Chris Selley: Liberal minister’s thalidomide disaster an insult to Canadians’ intelligence
|National Post 06 Dec 2017 at 21:12|
The allegations levelled against disabilities minister Kent Hehr Tuesday by a group of thalidomide survivors seemed at first, to my mind, almost unbelievable. On their suffering, relative to the old days, Hehr allegedly told the survivors: “Well, you don’t have it so bad. Everyone in Canada has a sob story.” On their shortened life expectancies, he allegedly told them: “So you probably have about 10 years left then now. That’s good news for the Canadian government.”
The rush to judgment on Twitter seemed both confident and immediate. But come on, I thought. How could someone capable of saying something that patently insane to a group of victims — victims who are in a compensation fight with the federal government, no less — have made it in politics for 10 years, in the Alberta legislature and now in Ottawa, without blowing himself up sooner?
A single misconstrued remark can send a sensitive conversation spiralling hopelessly out of control. Memories formed in fury are even more fallible than the other kinds. This had all the hallmarks of a wild misunderstanding. As such, I expected Hehr would find the most delicate possible way of explaining that he really didn’t say what the thalidomide survivors said he said. Because otherwise — surely to God — the only alternative would be to for him to make way, or be made to make way, for another disabilities minister. If he said anything like what he is alleged to have said, allowing him to stay on would be like appointing Don Cherry to be minister of official bilingualism.
Hehr got his chance to defend himself after Question Period on Tuesday, when he dutifully presented himself to reporters for interrogation. And he did not offer a defence.
Reporter: “Did you really say everyone in Canada has a sob story?”
Hehr: “We talked for a half-hour about the trials and tribulations of many people in this country and in fact about the difficult situations of the people with thalidomide. I understand how difficult their life has been as a result of that.”
Reporter: “But did you utter that phrase?”
Hehr: “We talked for a half-hour on numerous issues. We talked about the difficulty (they have had), the difficulty of many people with disabilities and the fact that our government is trying to build a better Canada through our ministry. I know for a fact that they’ve had a tremendous amount of difficulty. I want to work as hard as I can on behalf of their organization.”
Reporter: “Did you say they only have 10 years left?”
Hehr: “I did not say that you only have 10 — our government is working as hard as we can on behalf of people with disabilities.”
I love that last one. It’s like the normal human being trapped somewhere inside Kent Hehr went rogue, tunnelled out of his cell, crawled through a sewage pipe toward freedom and emerged on the other side prepared to make some candid remarks only to find three 25-year-old communications drones from the Prime Minister’s Office with their weapons drawn.

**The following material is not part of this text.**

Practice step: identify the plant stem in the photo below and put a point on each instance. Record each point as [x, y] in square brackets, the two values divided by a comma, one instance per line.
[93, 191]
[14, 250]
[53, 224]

Kent Hehr Sean Kilpatrick/CP/File
If anything, Hehr’s written statement — which references “misconstrued” remarks without enlightening anyone as to their nature — is even worse. “As someone with a disability myself, it was certainly not my intention to offend anyone,” it reads. What on earth does that mean? Was Hehr there in his capacity as a quadriplegic or as a Minister of the Crown? In which capacity would it have been less insane to enrage a room full of thalidomide victims with comments that he still refuses to explicitly disavow making?
Damage control is supposed to be a tactic for politicians and their parties, not a governing philosophy. If Hehr lost the plot at that meeting in anything like the way it has been alleged, he clearly has to go. If he did not, then he needs to explain himself. The strategy he and his party have thus far employed looks like a cynical attempt to avoid accountability simply because they think they might actually be able to pull it off.